À ses côtés, des noms mythiques : Jay-Jay Okocha, Emmanuel Adebayor, Vincent Enyeama, unis par le ballon rond et la volonté de porter un message de paix. Leur équipe a triomphé 8 à 4 face à une sélection d’anciennes stars somaliennes, mais l’essentiel était ailleurs : dans l’émotion d’un peuple, dans les cris de joie d’un stade enfin comblé. Les images parlent d’elles-mêmes : des milliers de supporters, téléphones en main, hurlant le nom d’Eto’o, tendant la main, espérant un regard, un sourire, un salut. Dans cette partie du monde, déchirée si longtemps par la guerre, la venue du “Monument africain” a pris des allures d’événement diplomatique. « Tous ces gens veulent saluer Eto’o ? C’est ça, la dimension d’un homme que Dieu a élevé », commente un fan ému. En Somalie, Eto’o est une légende respectée, célébrée, acclamée. Un contraste saisissant avec son propre pays, le Cameroun, où certains semblent s’évertuer à minimiser son action, à entraver sa vision, à jeter des peaux de banane sur son chemin. Le proverbe se confirme : nul n’est prophète en son pays. Là où on devrait l’ériger en modèle pour la jeunesse, il est parfois traité comme un adversaire politique, un homme à abattre plutôt qu’à soutenir. Mais ailleurs, son étoile brille, sa voix porte, ses gestes rassemblent. « Tous ses déplacements sont professionnels, il a un agenda précis. Ce n’est pas un touriste », confie un proche collaborateur.
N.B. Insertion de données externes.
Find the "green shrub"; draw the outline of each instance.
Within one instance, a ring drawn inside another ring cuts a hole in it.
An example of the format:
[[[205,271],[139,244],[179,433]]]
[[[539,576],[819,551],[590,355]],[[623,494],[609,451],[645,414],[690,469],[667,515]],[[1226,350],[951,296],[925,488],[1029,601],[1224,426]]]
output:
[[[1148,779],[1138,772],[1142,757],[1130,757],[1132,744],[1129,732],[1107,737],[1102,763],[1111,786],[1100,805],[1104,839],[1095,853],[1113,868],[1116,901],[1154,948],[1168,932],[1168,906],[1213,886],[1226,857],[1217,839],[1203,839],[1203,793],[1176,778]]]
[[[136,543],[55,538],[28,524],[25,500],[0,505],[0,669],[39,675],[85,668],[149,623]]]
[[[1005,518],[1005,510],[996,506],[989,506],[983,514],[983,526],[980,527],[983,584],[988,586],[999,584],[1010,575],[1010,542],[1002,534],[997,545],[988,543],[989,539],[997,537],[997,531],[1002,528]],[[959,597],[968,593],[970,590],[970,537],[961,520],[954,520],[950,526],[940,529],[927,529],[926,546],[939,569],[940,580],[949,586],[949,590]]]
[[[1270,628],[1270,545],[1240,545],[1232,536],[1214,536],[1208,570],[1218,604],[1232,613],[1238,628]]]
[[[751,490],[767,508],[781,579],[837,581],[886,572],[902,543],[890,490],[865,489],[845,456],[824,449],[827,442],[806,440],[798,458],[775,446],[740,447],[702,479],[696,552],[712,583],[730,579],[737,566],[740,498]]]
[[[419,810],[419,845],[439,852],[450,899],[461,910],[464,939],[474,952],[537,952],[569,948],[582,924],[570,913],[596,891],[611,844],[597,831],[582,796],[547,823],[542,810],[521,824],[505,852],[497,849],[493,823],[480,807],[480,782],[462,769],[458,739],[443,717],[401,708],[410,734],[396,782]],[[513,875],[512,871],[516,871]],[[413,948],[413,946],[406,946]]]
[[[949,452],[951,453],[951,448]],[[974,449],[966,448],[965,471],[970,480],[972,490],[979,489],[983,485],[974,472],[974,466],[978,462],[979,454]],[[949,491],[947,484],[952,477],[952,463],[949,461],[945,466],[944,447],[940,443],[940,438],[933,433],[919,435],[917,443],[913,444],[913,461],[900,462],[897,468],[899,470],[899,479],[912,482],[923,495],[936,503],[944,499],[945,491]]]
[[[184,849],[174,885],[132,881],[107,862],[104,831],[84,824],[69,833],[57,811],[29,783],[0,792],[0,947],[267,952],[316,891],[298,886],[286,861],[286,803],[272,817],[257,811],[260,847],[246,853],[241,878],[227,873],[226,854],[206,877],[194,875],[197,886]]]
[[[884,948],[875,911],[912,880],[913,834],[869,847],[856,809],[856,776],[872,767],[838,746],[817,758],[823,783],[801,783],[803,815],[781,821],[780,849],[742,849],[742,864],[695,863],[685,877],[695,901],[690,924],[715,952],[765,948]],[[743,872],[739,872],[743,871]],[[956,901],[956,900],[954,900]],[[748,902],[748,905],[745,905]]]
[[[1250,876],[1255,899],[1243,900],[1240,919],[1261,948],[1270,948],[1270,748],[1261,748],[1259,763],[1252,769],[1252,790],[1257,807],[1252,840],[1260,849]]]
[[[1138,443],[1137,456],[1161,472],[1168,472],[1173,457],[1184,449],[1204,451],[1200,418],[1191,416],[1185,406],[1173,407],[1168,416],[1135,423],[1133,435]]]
Son engagement pour le football africain est total, sa volonté de représenter le continent sur la scène mondiale, intacte. Pendant que certains le combattent à domicile, les peuples d’ailleurs l’accueillent comme un chef d’État, une icône, un bâtisseur. Le président de la Fédération somalienne de football, Ali Abdi Mohamed, ne cache pas son enthousiasme : « L’accueil de ce match est un énorme coup de pouce pour notre football. Nous envoyons un message fort au monde. » Bientôt, la FIFA et la CAF suivront la voie ouverte par ces légendes. Et si le football peut servir de pont entre les peuples, c’est aussi grâce à des hommes comme Eto’o, qui n’ont jamais cessé de croire au pouvoir du sport. Face à tant d’amour à l’étranger, le Cameroun devra un jour se regarder dans le miroir. Comment se fait-il qu’un homme capable de mobiliser des nations entières peine à être entendu chez lui ? L’histoire tranchera. Mais ce jour-là, à Mogadiscio, l’Afrique unie autour du football a retrouvé foi en elle-même, et Samuel Eto’o a, une fois de plus, écrit l’Histoire.